After Clark leaves, Marty has to figure out, once again, something to do. She finds a soft brush and brushes down the sitting room walls (she’d only done the kitchen walls with water). She decides to wash the rag rugs on the floors, and the sitting room curtains.

The sitting room curtains were still fluttering in the fall breeze and the rugs drying in the sun when she heard the dog announce a team approaching.

It’s Ma Graham, come to the rescue!

The dog lay on one side of the path now, chewing on a small, bonelike object. Marty saw with dismay that it was one of her biscuits. The dad-blame dog had dug it up.

Dad-blame is the baddest swear word Marty knows. She uses it around Missie even though she knows she shouldn’t, and then Missie starts to use it and she’s mortified.

But. The biscuits! The revenge of the biscuits! Whoever said she should have at least fed them to the pigs was spot on. Burying them, my foot.

Marty noticed that Ma Graham kept her eyes discreetly away from the crumbled chinking and remarked instead about the well-scrubbed floor.

No one actually talks about anything in this book. Also, what kind of floor is it, exactly? I usually associate scrubbing with stone floors.

“I see ya been busy as a bee, fall cleanin’,” Ma observed.

“Yeah,” responded Marty.

You’d think there’d be a lot more to do on a farm in the fall than fall cleaning. I kind of wish Ma would ask about the cows and chickens, and then learn in shock that Clark has been keeping Marty cooped up in the house, and then wonder how the heck Clark can do everything himself, and then postulate that maybe he’s actually a zombie or a werewolf or something, and then wonder what actually happened to Ellen…

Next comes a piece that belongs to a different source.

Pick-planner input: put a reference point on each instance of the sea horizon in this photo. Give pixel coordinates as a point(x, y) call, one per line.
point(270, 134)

But no. That does not happen.

“How air things goin’, Marty?”

It wasn’t the words, it was the look that did it. The expression in Ma’s eyes said that she truly cared how things were going, and Marty’s firm resolve to hold up bravely went crumbling just like the chinking.

Marty cries, and she tells Ma everything. Ma listens, and then gets up and offers to teach her how to bake bread. So they spend the day in baking lessons. Ma also writes down “every recipe thet I can think of” for Marty. And … that’s it. Ma does say she should take it easy a bit and not be too hard on herself—especially as she guesses Marty is “in the family way”—but we don’t get to hear any of the heart to heart.

After a busy day, Ma departed. She left behind her a sheaf of recipes with full instructions, fresh-baked bread that filled the kitchen with its aroma, a basketful of her own goodies, and a much more confident Marty, with supper well in hand.

Ma Graham is like a good fairy, breezing through and leaving everything shiny and warm in her wake.

I just wish she’d gone to Clark and told him to stop being such a silent ass. Ma Graham seems like the kind of woman who is allowed to give a man like Clark a dressing down. Perhaps Marty could have told Ma the bargain she actually stuck with Clark—I don’t think Ma knows there’s any talk of Marty being able to head back east—and Ma could have reacted in horror. Or maybe she could have told Marty that it took her Ben’s kids years before they called her ma, and that Clark shouldn’t be pushing it, or something.

See, that’s the problem—Ma Graham is the bright good fairy who brings smiles and gumdrops, but I wanted her to be the dark avenging fairy who calls people on their nonsense and sets things right that way.